Last Updated on June 9, 2023 by Katia Faroun
When I was a young girl, I lived with my parents, two younger sisters and for a few years, our paternal grandparents, Jido and Teta. My dad and his family are from Syria and living with my Arabic-only grandparents introduced me at a young age to the wonders and frustrations of an extremely different culture. As a kid, I loved eating Syrian food (who wouldn’t?) but found it difficult to truly appreciate and enjoy Syrian culture. I didn’t like speaking Arabic, I thought my grandparents dressed funny and I got angry when I found Arabic translations penciled in my books from when my Jido was learning English.
And now, more than 10 years later, I find myself teary-eyed in Morocco, listening to the Arabic being spoken around me and seeing images of my family around every corner.

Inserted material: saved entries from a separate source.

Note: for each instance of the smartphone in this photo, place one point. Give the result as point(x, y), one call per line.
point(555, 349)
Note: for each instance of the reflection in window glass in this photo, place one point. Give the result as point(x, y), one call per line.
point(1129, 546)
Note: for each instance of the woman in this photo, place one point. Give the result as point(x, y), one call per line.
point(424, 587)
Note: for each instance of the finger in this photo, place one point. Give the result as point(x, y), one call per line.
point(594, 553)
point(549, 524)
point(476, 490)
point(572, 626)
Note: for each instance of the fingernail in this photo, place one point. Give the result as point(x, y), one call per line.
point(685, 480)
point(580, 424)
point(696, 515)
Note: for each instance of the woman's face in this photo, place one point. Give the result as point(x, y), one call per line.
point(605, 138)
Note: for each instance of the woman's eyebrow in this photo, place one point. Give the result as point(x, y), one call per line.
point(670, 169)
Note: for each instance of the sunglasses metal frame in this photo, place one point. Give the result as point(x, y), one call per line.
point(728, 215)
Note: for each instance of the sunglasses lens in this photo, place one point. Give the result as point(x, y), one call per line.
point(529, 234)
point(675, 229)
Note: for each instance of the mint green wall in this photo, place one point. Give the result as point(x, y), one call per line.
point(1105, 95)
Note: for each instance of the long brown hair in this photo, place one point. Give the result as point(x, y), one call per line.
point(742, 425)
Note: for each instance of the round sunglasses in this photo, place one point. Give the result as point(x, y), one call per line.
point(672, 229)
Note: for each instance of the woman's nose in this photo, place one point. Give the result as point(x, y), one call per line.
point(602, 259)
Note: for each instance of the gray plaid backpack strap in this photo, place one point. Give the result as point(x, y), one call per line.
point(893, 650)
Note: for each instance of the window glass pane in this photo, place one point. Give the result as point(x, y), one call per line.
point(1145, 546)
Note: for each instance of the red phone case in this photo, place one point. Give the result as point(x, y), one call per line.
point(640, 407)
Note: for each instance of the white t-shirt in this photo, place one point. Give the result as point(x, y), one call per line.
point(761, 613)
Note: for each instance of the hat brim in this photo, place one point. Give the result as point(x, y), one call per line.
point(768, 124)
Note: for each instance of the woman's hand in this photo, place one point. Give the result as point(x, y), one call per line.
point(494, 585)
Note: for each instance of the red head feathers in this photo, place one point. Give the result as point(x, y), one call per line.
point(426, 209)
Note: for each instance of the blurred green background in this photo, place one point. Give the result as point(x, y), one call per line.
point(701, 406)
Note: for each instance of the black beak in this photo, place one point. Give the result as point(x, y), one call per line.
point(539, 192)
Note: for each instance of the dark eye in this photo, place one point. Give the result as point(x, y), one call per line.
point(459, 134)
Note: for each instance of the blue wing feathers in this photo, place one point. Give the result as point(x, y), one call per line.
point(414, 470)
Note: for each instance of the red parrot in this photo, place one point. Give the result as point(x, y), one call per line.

While I was excited to test out my (very limited) Arabic and experience a new country (and continent!), I didn’t expect my excursion to Morocco from Spain — where I am studying abroad — to have such an impact on my cultural perspective and appreciation. I didn’t start truly appreciating my family’s culture until I was older, but catching a glimpse of a similar culture helped me imagine what my dad’s childhood was actually like and reminded me of the pieces of his culture that I grew up with. From the abundant use of bread in meals to the fashionable socks and flip-flops, I was constantly seeing images from my own childhood.
The nostalgia was overwhelming. Not only was I longing to be surrounded by my family and far-away relatives, I was also regretting my lack of immersion in Syrian culture. As someone who has learned to appreciate and adores the beauty of different cultures and ethnicities, I realized how big of a mistake it was for me to dismiss my dad’s culture. I preferred to be a “normal” American girl, rather than enjoying my heritage and understanding the beauty of diversity. Because of this, I’m a Syrian who doesn’t speak Arabic and has missed out on understanding core parts of Syrian culture and history.
Despite this slight feeling of disappointment, what I’ve learned from growing up and from my experiences abroad has sparked a love for and strong desire to further understand my dad’s culture. I have become determined to learn more about Syrian culture by talking to my family, learning Arabic and, one day, visiting my family’s homeland.
Additionally, my own experiences abroad have helped me relate to my dad and Jido when they were trying to learn about American culture. When my dad was 26, he left his home and traveled across the ocean to a brand-new country – I can now understand the uncertainty, excitement, awe and frustration that comes along with that immense change. My Jido lived with us when he was in his 70s, and that’s when he started learning English. After spending years learning Spanish, I understand the difficulty of language learning and also the intense desire to know it – and I, too, have penciled in translations in my own books.
The importance of cultural diversity and awareness is undeniable. But it’s not necessary to wait until an international trip to realize this; we can start by looking home, to our own roots.